Indeed, accountability remains a fundamental problem with all those public services which have been granted some autonomy. If services are not managed directly - the so-called monolithic model - they have to be regulated. The processes of regulation are bureaucratic and inflexible. Despite this, those being regulated do not necessarily improve standards, unless sanctions are used, and they in turn may reduce accessibility to essential services. Few HAs can be satisfied that standards are being maintained in the large number of independent nursing homes providing the bulk of nursing care of the elderly, but if they interfere too much they become oppressive. The provider apologising for shortcomings in no way ensures improvement (look at the railways).

More public involvement might be thought to ensure higher standards and the dependability of the white paper's title, but the lack of organisational clarity is a problem. Very few people outside the NHS could give a coherent account of the relative responsibilities of HAs, trusts, fundholders and community health councils. The white paper suggests that almost any NHS body should consult local people. This is naive and impractical. Consulting the public is a sophisticated and complicated exercise.

Any old survey is worse than useless

Lurking behind the white paper's proposal is the suspicion that this is the second step to a more fundamental alteration in the relationship of GPs to the NHS. It is emphasised a suspicious number of times that GPs' independent contractor status will remain. Existing legislation allows for salaried GPs, and there is much in these proposals which would make that a more likely, and maybe a more satisfactory, arrangement. If PCGs evolve into fully-fledged trusts it would be odd that one of the most significant clinical groups should not be employed by the trust. Consultant hospital doctors have not suffered unduly from being employees.

The proposals for PCGs, although apparently an innovative development, in fact compound some of the intrinsic problems facing the NHS since the 1990 changes: increasing organisational complexity, confusing lines of accountability, conflicting ideas of local discretion and central control, romantic allegiance to concepts such as primary care - all are likely to make the health service more difficult to manage than ever. Is there an alternative?

The development of a healthy nation must be a government priority, but the task is largely beyond the capacity of the NHS, which has scant control of the economy, of employment, housing or the environment. The NHS therefore remains largely concerned with its patients.

So how best can patients' interests be served? Patients are at the centre of the NHS, and the clinical staff surround them.

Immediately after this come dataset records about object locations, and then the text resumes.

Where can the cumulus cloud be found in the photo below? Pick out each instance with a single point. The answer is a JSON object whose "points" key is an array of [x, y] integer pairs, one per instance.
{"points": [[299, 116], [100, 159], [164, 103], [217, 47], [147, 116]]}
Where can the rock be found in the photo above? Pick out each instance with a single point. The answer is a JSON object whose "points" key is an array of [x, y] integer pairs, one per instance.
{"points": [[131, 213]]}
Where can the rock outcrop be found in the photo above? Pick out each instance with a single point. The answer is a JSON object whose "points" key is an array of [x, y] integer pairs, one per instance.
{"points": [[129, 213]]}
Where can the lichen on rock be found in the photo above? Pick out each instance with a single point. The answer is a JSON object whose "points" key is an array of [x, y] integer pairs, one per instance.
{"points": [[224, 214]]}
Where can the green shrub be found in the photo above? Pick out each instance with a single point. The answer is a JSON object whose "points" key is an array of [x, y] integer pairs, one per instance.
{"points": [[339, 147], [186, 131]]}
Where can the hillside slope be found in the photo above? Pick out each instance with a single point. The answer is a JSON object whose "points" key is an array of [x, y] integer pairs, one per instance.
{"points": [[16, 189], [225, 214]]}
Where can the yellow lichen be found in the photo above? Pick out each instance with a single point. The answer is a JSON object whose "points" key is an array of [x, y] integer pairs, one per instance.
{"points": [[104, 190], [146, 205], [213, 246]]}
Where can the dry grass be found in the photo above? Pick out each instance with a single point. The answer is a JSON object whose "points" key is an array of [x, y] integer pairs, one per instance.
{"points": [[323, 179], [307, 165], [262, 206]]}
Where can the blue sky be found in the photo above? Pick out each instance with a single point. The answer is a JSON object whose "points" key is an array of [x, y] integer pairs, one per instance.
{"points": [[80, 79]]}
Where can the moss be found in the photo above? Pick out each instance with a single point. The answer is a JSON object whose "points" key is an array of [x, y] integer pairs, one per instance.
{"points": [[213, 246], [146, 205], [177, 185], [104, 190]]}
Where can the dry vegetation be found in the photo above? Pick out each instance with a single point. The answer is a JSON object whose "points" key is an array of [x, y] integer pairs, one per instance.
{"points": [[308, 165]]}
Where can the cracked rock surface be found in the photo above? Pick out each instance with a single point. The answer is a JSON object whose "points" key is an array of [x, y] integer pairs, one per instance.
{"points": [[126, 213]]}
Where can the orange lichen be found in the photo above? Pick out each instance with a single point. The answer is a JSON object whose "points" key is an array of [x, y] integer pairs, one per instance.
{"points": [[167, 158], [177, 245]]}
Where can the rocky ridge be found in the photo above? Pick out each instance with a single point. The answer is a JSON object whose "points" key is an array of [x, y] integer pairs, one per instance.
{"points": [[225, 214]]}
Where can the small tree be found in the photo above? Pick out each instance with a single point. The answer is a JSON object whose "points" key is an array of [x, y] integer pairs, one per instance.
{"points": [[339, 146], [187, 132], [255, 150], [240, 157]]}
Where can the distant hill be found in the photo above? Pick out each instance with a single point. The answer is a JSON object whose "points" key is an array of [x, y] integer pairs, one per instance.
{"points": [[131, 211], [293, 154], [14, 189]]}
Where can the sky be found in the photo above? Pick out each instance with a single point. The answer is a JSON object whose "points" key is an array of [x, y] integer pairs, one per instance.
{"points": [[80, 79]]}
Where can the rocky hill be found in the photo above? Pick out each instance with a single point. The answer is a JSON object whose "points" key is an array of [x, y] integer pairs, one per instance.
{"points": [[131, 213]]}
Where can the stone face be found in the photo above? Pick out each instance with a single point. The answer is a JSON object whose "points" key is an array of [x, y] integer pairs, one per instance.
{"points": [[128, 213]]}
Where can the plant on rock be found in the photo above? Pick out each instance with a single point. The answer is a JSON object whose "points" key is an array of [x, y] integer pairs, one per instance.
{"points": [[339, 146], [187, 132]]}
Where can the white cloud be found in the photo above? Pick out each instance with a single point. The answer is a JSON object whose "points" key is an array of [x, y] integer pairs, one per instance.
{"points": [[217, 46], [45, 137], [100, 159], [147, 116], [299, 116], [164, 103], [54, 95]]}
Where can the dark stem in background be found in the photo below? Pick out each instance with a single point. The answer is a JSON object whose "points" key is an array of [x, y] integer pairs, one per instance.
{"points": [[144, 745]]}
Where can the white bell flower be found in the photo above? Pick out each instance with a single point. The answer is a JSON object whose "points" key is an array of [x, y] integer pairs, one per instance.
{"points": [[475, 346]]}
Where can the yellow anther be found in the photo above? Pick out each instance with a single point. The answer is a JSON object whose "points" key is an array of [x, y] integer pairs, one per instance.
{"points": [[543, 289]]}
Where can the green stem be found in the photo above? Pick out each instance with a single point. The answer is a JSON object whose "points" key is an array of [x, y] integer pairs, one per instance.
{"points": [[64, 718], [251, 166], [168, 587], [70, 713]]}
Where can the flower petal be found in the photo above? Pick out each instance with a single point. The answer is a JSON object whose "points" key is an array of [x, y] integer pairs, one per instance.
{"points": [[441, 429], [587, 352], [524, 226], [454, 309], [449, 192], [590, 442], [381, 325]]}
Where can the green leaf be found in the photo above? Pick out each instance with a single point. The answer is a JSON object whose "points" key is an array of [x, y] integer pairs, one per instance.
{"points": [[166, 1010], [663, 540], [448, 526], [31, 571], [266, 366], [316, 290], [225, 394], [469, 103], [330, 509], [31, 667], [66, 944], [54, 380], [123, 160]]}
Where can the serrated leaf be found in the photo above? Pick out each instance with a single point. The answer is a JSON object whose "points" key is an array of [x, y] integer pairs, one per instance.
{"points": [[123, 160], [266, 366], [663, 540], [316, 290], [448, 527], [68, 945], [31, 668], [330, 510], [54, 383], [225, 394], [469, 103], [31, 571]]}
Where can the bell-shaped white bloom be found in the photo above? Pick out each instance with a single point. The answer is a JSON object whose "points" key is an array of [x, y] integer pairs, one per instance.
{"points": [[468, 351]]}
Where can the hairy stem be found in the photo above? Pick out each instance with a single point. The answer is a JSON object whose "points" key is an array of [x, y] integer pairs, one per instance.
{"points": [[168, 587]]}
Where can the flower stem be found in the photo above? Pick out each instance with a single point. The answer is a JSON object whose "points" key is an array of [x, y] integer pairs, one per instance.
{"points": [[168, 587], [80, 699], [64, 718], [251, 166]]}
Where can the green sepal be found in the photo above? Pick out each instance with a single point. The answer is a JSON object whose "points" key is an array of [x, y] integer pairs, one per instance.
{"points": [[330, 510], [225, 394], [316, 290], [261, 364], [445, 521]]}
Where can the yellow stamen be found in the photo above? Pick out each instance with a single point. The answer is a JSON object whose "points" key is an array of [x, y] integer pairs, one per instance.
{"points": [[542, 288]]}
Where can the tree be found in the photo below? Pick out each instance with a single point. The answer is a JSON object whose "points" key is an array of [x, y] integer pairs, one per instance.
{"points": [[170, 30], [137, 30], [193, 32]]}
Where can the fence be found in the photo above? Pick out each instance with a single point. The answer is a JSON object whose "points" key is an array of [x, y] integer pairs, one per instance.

It is the duty of managers to provide these staff with the wherewithal. But it's also the duty of managers to take advice to ensure what is being provided is appropriate. This advice comes from the experts and from two types of public, the informed and the uninformed. Organisations therefore need to build on this model which gives clear roles to the doers, the enablers and the commentators.

Such a simple concept is utterly obscured by the white paper's mixture of organisational naivety and political rhetoric, and government inability to learn from past experience.